T-shirt designers share the inspiration behind the designs
September 14, 2011
Editor’s note: September marks Childhood Cancer Awareness Month and National Sickle Cell Disease Awareness Month. To recognize the events, employees and patients’ families are wearing special T-shirts with designs that highlight each of the diseases. Two patients created the artwork on the shirts. Here, they share the inspiration behind the designs.
Childhood Cancer Awareness Month T-shirt artist Ashton “Ash” Weaver, 11, said the inspiration for his design with a mountain with a triumphant Superman at the top came “because cancer is like a mountain because of how much you have to go through. It’s like hiking up a mountain.” He and his family decided that Superman was an appropriate metaphor for conquering the cancer mountain “as much as I’ve been through and my whole family has been through.”
Ash is a lot like Superman. His “kryptonite” is T-cell acute lymphocytic leukemia. Even with aggressive treatment, he still failed to go into remission three times. The solution for his kryptonite was a double umbilical cord stem cell transplant in March. His was one of 33 stem cell transplants performed at Children’s in 2011 to date, and one of only two double-cord transplants ever performed at the hospital.
Today, Ash still has issues with his post-transplant anti-rejection drugs. But he is doing his best to be back at school in Ennis, Texas, as much as he can.
He looks forward to getting back to his hobbies, which include riding horses, four-wheeling, fishing and playing the piano.
“No More Pain”
One of Eric Sessions’ favorite things to do is draw. He especially likes to draw cars or cartoon characters. But the 16-year-old artist for this year’s Children’s National Sickle Cell Disease Awareness Month logo really wanted to make a statement with his design for the T-shirts and scrub tops.
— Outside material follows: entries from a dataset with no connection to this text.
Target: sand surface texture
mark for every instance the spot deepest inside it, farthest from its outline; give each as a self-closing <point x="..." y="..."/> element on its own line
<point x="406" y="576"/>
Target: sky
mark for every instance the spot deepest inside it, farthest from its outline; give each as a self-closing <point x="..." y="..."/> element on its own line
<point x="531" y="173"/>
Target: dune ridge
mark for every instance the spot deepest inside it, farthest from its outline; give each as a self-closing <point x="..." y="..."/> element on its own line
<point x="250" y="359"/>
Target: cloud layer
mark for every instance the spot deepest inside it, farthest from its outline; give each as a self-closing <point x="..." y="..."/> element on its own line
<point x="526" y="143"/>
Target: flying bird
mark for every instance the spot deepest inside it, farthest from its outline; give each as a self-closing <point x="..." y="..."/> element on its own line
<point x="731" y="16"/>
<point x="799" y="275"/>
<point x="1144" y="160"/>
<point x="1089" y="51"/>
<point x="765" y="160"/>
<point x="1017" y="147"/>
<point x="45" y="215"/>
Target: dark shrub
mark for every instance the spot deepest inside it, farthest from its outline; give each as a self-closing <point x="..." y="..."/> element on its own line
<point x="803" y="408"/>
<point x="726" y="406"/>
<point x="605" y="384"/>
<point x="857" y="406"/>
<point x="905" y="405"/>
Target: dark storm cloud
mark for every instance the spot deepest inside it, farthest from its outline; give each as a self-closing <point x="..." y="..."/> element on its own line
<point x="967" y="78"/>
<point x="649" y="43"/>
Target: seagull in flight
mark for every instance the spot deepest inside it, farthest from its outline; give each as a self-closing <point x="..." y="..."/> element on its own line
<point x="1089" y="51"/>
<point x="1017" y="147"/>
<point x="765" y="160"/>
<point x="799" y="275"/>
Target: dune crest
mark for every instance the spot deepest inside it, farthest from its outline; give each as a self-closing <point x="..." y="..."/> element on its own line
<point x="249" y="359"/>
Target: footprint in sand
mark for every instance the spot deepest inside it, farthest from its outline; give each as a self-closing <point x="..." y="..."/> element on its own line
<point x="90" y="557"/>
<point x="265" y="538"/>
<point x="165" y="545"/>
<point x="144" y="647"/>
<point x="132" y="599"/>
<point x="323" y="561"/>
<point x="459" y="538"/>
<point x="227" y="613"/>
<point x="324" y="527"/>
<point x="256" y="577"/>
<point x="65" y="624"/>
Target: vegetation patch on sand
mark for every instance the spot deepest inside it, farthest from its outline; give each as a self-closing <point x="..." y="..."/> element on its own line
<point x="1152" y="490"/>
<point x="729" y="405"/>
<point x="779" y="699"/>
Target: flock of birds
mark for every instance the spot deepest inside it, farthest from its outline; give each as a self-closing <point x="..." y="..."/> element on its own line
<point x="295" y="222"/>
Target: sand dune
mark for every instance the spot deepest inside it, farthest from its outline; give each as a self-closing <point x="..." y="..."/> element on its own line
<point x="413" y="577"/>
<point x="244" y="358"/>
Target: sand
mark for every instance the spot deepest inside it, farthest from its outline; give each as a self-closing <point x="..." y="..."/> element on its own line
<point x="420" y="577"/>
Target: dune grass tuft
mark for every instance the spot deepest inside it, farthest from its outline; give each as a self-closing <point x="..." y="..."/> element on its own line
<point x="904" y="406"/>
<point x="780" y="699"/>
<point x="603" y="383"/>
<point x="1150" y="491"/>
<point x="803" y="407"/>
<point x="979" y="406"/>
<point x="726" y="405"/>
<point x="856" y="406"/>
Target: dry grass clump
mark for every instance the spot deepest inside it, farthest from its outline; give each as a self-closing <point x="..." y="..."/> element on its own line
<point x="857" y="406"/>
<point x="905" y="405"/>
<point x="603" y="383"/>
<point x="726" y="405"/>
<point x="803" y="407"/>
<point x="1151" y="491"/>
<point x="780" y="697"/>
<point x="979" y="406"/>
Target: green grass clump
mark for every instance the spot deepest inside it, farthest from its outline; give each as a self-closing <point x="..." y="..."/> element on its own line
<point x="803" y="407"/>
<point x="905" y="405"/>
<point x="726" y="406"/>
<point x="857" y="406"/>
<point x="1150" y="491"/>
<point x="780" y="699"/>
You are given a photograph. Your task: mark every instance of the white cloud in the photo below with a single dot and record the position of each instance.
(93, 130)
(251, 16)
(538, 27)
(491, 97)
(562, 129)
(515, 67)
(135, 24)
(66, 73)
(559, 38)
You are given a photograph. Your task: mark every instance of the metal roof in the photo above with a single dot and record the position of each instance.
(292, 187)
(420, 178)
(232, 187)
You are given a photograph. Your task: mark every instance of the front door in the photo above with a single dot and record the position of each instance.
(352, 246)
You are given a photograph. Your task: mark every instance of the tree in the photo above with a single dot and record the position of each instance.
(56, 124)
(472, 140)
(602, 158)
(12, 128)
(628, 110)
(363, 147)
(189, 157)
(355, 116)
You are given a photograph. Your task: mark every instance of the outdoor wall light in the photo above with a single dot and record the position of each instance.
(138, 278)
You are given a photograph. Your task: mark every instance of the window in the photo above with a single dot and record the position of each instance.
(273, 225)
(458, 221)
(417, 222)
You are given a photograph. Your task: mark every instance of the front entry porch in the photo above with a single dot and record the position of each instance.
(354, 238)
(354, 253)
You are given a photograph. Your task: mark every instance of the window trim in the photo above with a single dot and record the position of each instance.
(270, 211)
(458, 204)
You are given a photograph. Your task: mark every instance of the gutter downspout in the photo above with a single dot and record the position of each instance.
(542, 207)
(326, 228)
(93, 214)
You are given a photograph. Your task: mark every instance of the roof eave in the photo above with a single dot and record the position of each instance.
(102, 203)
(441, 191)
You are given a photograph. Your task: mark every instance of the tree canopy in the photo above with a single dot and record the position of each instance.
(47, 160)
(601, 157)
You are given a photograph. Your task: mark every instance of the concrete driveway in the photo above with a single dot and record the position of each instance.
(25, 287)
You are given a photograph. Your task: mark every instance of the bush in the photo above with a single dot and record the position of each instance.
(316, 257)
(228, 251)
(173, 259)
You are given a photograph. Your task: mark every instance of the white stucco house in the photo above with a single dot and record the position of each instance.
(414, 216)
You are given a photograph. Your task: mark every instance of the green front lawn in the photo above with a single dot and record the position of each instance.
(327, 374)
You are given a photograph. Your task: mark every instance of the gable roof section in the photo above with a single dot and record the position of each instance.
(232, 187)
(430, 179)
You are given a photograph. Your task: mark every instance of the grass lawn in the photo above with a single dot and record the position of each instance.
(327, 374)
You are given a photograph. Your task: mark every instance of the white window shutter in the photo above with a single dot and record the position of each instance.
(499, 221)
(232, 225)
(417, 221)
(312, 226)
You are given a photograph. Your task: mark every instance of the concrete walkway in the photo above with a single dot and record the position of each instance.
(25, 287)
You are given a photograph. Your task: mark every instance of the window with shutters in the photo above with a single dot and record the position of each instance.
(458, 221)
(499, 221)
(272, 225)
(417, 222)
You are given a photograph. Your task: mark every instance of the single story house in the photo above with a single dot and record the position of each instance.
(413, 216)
The theme for this year’s design is “No More Pain.” Eric said he and his sister came up with the idea of sickle cells raining down on two children under an umbrella. “The umbrella is blocking the blood cells because of the pain they can cause,” Eric said. The umbrella represents treatments for sickle cell that can help alleviate some of the pain crises associated with the disease.
For Eric, who has sickle cell anemia, that treatment is chronic blood transfusions. He comes to Children’s every four weeks and has been on transfusion therapy since he was 10 years old. It was then that he had a silent stroke, one of the more significant side effects of sickle cell disease among children. One in 10 children with sickle cell anemia has a stroke between birth and age 18.
Eric, who lives in Lancaster, Texas, is a junior at the Dallas Can Academy. In addition to drawing, he likes to play video games and buy collectible cards.
Each of these designs are printed on commemorative T-shirts and scrub tops on sale at the gift shops at the Dallas and Children’s at Legacy campuses.